UNO + Ethershield + CAN bus: how do we know who is talking?

Thank you for your interest... :slight_smile:

I am using this adaptor: MCP2515

DATA:    [======    ]  60.3% (used 1234 bytes from 2048 bytes)
PROGRAM: [=======   ]  72.1% (used 23268 bytes from 32256 bytes)

I have progressed with the fault finding, by going back to basics:
two UNOS, two MCP2515 boards, connect them, one transmits the other receives; sweet, all working.
Then change code on one to read data from the source device, a battery management system. Also working.

Changed publishTopicAndMessage() to serial out, rather than sendMqtt... and this produced some gibberish, indicating the program seems to work, but the coding must be wrong.

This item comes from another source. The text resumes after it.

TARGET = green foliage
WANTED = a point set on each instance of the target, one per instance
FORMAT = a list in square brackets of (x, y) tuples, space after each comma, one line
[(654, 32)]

The source sends data at 4Hz, and quite a bit of data.
I reckon the sendMqtt msg bit takes to long; and another suspicion is my c-string handling, which I have to read up on. It may well be the reason for the UNO to produce gibberish, and eventually reset after a few seconds, due to buffer overflows.

I think I need to rewrite this to wait for a certain message Id, process this, send the MQTT msg, and then wait for the next msg Id. Say, every few seconds I capture another msg of interest. There are 7, one every 2 seconds, and I have the data in 15 seconds, do this every 5 minutes, this will do.

Most importantly what I forgot: the key question: Who talks on SPI? Or, what manages the different slave select pins? How does one know the other is talking? In this case the Ethernet shield uses pin 10, while the MCP2515 uses pin 9. Who orchestrates the 'traffic' so to speak? I have mot coded anything to that effect. This could be also the problem for the gibberish (as in weird characters) I get?!